To do this in a more traditional manner, you would need six 48-port Gigabit Ethernet switches with 10GE uplinks and six 24-port Fibre Channel switches with 8Gb/sec uplinks. For redundancy, you'd also need 60 Ethernet NICs and 60 4Gb/sec host bus adapters. And because you need that I/O, you need to get fatter servers (4U boxes instead of 1U boxes, in this case a ProLiant DL580 G7), which cost a little more money for the same performance.
This stack costs $534,600, with about a fifth coming from switches, a third coming from adapters and cables, and half coming from the servers.

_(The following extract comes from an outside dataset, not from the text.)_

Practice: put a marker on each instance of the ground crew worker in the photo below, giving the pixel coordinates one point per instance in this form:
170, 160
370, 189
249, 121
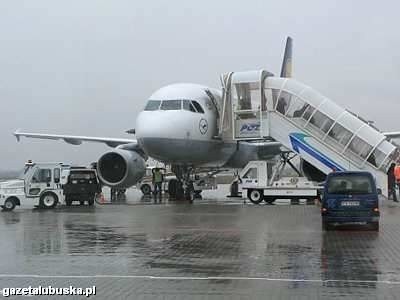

"We can show a CapEx savings of 40 per cent, and then all of the operational savings – on the order of 60 per cent – are money in your pocket," says Murphy. ®
Response from NextIO
Thanks for you posts on this subject. The 1U server we used in the comparison was an HP DL360 G7 (model # 579239-001), with a list price of $6539. The comparable C-Class blade is a HP BL490c G7. When you add in a 10GbE and a dual-port FC mezz card, the list price for this blade from HP's website is $7138 each, for a total of $214,140. You would also need two C-Class chassis (each with two FC and two 10GbE switch blades), which would roughly be $65K each. The total for the similarly-configured blade system would be $344K without any cables, management licenses, etc. Our vNET configuration is about 10% lower than this. In addition to the "one throat to choke" vs "best in breed" discussion (and the vendor lock-in that you have with bladed systems) you also need to consider the impact of technology lock-in. While vNET can accommodate 40Gb Ethernet when it comes out (without downing the servers), it is not clear that the current HP C-Class can do the same, or whether chassis swap-out would be required (which would require system downtime). Please let us know if you have any other questions (send to vNET@nextio.com). Thanks!
That clears it up nicely. Given the 10 minutes I spent configuring this system (of which 9 was spent finding the blade systems on the HP website - it seems to think I want a cheap inkjet printer); I'm not surprised that I left some major holes. I've withdrawn my original post, to prevent any confusion.
Am I confused?
The article states the hypothetical customer wants 'to virtualise 30 DL360s". Does this mean that they want to take 30 existing servers and virtualise them? Or are they going to create a VMware server farm with 30 hosts? If its the former then surely all the subsequent discussion is wrong?